Viewed against the annual agricultural credit target of Rs 15 trillion set in the 2020-21 Union Budget, the newly created agri-infrastructure fund of Rs 1 trillion, to be disbursed over the next four years, appears rather trivial. But its significance lies in its need-driven objective of augmenting the agricultural infrastructure for handling farm produce to cut down post-harvest losses, generate additional employment, and bolster farmers’ income. This, in turn, can be expected to boost rural demand for industrial goods and services to aid, even if tacitly, the other sectors of economy.
Launched by Prime Minister Narendra Modi on Sunday, the new fund is part of the Rs 20-trillion economic package announced by Finance Minister Nirmala Sitharaman in May 15 amid the Covid-19 crisis. It is mandated to provide 3 per cent interest subvention for seven years and up to a Rs 2-crore credit guarantee for the infrastructure projects to be taken up by cooperatives, self-help groups, farmer producer organisations (FPOs), start-ups, and agri-technology players. The amount is targeted to be spent over four years — Rs 10,000 crore during the current fiscal year and Rs 30,000 crore each in the next three years. The moratorium on repayment under this programme would vary from six months to two years. Preference would be given to setting up cold chains, silos, ripening chambers, assaying, grading and packaging units, and electronic marketing facilities linked to e-trading platforms of mandis or the electronic National Agricultural Market (e-NAM). Already, 11 of the 12 public sector banks are said to have signed agreements with the agriculture ministry for participating in the operation of this fund.
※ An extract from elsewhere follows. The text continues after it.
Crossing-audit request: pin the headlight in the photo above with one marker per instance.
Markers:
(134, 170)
While India’s farm output has surged remarkably over the past few decades, the infrastructure to handle the produce has not expanded in tandem. The paucity of warehouses and cold stores, as also of refrigerated transportation for perishable items, results in huge wastage of farm products. A study quoted in the report of the Dalwai committee on doubling farmers’ income, presented to the government last year, estimated the average annual post-harvest losses due to poor storage and logistics at over Rs 92,651 crore. Interestingly, this panel reckoned that a sizable part of these losses could be averted by spending just Rs 89,375 crore on developing the needed infrastructure. This investment would, additionally, generate 3 million new jobs in rural and semi-urban areas.
However, the creation of this fund has evoked only cautious welcome from the FPOs and start-ups, which are likely to be key players in its implementation. They feel that the interest subvention of 3 per cent may not suffice to address their financial woes. The banks, at present, charge 13-14 per cent interest because these organisations generally do not own any assets to offer as collateral. The mooted 3 per cent subsidy would still keep the interest rates in double digits. They argue being essentially farmers’ bodies dealing in agriculture-related activities, they should be treated on par with farmers in extending loans at the rate of around 4 per cent. They also need relatively strong handholding by the government for the same reasons. Anyway, the ultimate outcome of this initiative would depend on how well these by and large inexperienced farm bodies can capitalise on this financial facility.